AI also enables more sophisticated social engineering. Spearphishing campaigns can now be hyper-personalised at scale, using scraped data to craft convincing messages targeting specific employees with access to critical systems.
Perhaps most concerning: research from UK AISI showed that attackers can poison LLM training data with as few as 250 compromised documents, regardless of model size or training corpus. As infrastructure operators deploy AI tools for productivity and even defence, these poisoned models could provide attackers with built-in backdoors.
AI lowers the time barrier
Cyberoperations typically take years to plan. Triton malware lay dormant for 2 years before attacking. Russia spent 1.5 years inside Ukraine’s electrical grid before executing a coordinated strike in 30 minutes.
This slow pace gives defenders a chance to discover attackers and react to attacks before they do damage. Every moment the attacker lies dormant decreases their chance of success.
AI shortens full cyberoperations from years to months.
Chinese actors used Claude to automate a 9-month-long cyber attack on Vietnam’s infrastructure, damaging their telecommunications, government databases and agricultural management systems. Tasks that usually take teams are now sped up and improved with AI.
AI accelerates the speed of the attack from hours to minutes.
Researchers from Anthropic and Carnegie Mellon demonstrated that by using a framework called Incalmo, which orchestrates LLMs, they were able to compromise 50% of enterprise networks with 25-50 hosts for less than $1 within 12-70 minutes. Even weaker models with Incalmo outperformed stronger models without the framework.
A separate team from NYU built an autonomous, polymorphic ransomware that plans, adapts and executes unique attacks for $0.70. They developed this using open-weight models, a couple of GPUs, and standard computer parts.
The faster an attack is executed, the less time there is for fail-safes to kick in or for operators to decide how to react. This is especially dangerous for critical infrastructure.
Responding a moment too late to an electrical grid attack might risk overloading a generator and requiring weeks to ship in a replacement. Security teams in hospitals might only have seconds to “turn off” systems used for surgeries, prescriptions and appointments or risk having all data wiped.
At the speed of cyberattacks today, operators only have minutes to decide. As attacks become faster, humans may have to rely on AI systems to make critical decisions.

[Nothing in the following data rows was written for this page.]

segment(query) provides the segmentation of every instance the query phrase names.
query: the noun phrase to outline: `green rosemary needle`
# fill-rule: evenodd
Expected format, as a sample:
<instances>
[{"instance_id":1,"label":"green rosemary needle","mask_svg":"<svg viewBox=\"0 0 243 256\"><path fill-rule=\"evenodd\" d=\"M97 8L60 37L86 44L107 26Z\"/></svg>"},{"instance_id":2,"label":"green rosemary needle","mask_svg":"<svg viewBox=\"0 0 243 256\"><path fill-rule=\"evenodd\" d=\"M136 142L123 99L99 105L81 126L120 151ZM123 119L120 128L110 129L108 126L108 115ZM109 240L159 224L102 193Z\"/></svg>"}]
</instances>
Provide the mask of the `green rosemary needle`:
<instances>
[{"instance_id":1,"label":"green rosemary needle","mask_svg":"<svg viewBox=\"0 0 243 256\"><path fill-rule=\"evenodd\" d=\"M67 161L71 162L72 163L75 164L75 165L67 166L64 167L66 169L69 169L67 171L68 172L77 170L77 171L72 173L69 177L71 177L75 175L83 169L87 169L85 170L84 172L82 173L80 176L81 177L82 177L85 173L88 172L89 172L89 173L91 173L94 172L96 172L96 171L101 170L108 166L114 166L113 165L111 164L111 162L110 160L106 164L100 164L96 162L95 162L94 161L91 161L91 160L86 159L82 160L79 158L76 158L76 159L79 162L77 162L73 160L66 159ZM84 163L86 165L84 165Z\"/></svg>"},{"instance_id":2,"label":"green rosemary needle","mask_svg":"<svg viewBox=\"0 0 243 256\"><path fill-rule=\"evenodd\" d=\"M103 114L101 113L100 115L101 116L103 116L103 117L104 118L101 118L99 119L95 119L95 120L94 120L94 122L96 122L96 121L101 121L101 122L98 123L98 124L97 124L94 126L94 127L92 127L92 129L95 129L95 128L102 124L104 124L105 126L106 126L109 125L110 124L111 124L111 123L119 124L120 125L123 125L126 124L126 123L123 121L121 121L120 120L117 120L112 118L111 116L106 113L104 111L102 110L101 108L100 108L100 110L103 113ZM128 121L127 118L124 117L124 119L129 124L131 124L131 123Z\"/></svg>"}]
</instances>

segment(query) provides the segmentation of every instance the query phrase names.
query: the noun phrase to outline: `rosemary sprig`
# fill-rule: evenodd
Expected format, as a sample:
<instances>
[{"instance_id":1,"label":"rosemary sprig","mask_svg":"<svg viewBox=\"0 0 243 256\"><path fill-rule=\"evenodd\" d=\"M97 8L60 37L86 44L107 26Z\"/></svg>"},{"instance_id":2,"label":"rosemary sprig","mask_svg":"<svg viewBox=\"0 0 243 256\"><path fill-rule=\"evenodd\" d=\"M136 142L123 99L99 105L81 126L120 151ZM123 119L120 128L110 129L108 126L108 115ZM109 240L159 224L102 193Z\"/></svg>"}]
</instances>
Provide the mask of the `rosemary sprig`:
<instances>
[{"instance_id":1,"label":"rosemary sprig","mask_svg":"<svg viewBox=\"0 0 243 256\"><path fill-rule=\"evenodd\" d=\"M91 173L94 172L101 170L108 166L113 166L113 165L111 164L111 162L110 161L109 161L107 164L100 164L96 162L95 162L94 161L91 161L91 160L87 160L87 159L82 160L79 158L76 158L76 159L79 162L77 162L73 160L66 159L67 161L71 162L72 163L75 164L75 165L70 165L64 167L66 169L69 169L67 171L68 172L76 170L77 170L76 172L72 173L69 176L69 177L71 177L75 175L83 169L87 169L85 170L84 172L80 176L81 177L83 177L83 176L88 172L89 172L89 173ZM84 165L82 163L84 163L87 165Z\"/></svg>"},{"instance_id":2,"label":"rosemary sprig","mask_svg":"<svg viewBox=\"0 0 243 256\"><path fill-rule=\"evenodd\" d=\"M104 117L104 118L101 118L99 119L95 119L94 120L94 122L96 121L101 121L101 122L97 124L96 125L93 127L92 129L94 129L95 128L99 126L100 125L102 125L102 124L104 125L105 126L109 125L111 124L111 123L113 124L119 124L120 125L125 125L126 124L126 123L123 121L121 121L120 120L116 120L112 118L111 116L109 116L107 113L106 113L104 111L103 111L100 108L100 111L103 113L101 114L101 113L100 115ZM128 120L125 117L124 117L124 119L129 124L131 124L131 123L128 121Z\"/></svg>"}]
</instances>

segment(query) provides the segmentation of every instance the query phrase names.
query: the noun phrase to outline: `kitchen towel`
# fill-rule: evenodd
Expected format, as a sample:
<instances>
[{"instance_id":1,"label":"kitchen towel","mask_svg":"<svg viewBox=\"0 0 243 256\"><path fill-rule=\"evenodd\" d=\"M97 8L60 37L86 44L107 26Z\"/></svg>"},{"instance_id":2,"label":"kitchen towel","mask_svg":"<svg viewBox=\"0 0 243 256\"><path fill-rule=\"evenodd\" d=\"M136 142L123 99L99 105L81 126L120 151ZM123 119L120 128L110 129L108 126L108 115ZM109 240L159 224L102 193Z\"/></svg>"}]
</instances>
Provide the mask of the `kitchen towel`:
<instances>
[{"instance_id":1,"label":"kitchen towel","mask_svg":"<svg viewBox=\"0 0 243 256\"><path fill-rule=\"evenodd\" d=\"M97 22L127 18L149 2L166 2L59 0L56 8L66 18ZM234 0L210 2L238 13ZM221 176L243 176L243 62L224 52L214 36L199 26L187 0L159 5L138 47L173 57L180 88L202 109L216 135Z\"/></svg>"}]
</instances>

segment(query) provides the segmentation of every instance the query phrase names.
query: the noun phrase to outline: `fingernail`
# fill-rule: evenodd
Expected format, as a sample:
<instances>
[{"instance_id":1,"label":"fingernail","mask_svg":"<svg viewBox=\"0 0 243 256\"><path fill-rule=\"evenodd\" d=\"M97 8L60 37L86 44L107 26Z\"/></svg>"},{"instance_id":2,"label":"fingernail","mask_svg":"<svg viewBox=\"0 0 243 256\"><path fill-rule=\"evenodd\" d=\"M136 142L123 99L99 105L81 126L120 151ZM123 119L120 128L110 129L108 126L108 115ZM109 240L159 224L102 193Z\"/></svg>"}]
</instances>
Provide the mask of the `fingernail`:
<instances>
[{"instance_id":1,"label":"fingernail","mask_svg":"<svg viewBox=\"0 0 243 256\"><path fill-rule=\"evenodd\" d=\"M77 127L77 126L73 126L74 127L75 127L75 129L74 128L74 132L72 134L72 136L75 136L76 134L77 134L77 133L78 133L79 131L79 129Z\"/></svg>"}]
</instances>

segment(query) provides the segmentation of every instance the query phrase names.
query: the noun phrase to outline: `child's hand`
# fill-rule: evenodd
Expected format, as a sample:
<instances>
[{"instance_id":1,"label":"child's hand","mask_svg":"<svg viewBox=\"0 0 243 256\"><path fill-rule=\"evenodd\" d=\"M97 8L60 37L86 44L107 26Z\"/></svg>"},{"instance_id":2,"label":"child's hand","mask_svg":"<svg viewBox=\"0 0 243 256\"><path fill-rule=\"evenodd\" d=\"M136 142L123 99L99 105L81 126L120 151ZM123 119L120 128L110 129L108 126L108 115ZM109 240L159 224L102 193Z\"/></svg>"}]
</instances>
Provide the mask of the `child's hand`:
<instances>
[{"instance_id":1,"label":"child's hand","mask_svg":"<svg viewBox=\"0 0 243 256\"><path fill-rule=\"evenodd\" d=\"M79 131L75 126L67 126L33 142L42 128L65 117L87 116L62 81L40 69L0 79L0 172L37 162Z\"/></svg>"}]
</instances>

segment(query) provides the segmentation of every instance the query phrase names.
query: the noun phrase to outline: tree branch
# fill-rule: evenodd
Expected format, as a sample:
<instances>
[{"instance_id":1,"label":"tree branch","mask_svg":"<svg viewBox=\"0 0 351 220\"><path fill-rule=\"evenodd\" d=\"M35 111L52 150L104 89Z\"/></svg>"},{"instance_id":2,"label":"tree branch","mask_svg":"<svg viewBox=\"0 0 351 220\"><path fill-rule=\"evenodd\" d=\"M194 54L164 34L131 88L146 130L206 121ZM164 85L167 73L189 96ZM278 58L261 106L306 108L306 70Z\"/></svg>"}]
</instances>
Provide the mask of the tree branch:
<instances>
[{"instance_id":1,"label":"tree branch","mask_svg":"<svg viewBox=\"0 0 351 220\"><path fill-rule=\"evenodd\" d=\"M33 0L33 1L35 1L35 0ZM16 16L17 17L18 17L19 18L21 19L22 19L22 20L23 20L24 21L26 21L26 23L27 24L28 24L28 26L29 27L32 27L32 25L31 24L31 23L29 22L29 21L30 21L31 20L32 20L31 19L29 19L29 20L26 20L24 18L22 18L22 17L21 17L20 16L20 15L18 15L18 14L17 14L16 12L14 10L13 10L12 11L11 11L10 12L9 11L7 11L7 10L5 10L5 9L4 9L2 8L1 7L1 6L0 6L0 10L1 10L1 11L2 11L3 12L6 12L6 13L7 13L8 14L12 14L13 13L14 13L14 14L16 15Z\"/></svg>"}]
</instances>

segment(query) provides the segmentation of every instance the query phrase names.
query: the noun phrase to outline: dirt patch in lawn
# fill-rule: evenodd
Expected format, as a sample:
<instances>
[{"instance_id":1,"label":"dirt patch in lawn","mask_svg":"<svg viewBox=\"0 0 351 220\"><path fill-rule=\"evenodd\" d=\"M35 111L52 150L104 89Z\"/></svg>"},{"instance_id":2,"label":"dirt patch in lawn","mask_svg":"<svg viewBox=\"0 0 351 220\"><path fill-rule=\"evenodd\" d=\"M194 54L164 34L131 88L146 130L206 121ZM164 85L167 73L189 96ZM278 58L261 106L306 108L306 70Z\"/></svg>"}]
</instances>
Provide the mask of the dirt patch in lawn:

Reliance on AI defenders creates new risks.
Data poisoning attacks could turn defensive AI into an attacker’s entry point, or allow attackers to disable defences easily.
We’d need to trust AI systems we don’t fully understand to make irreversible and life-or-death decisions on our critical infrastructure.
AI’s cyber offence is improving rapidly
For the first time, frontier models are triggering elevated security monitoring: both Claude 4.5 Sonnet and Gemini 2.5 Pro‘s system cards document concerning performance on offensive cyber tasks.
Current models cannot yet execute full cyberoperations autonomously from reconnaissance through to attack. But the gap is narrowing fast.
System card evaluations show what models can do in isolation. The real threat comes from what researchers can make them do. Post-training techniques, like scaffolding (chaining model calls with tool access), better prompting and fine-tuning, advance a model’s offensive capabilities even before the next model release.
For example, in one environment, Claude 3.5 Haiku with the Incalmo scaffolding successfully exfiltrated all 25 target files, while the larger Claude Sonnet 3.5 without scaffolding only managed a single file. This demonstrates the scale of uplift proper tooling can give relative to the raw model capability.
The precarious balance between cyber offence and defence is tilting. For critical infrastructure, where minutes matter and failures kill, this isn’t an abstract security problem. It’s a question of whether grid operators, hospital systems, and water treatment plants can defend against attacks that move faster than humans can react.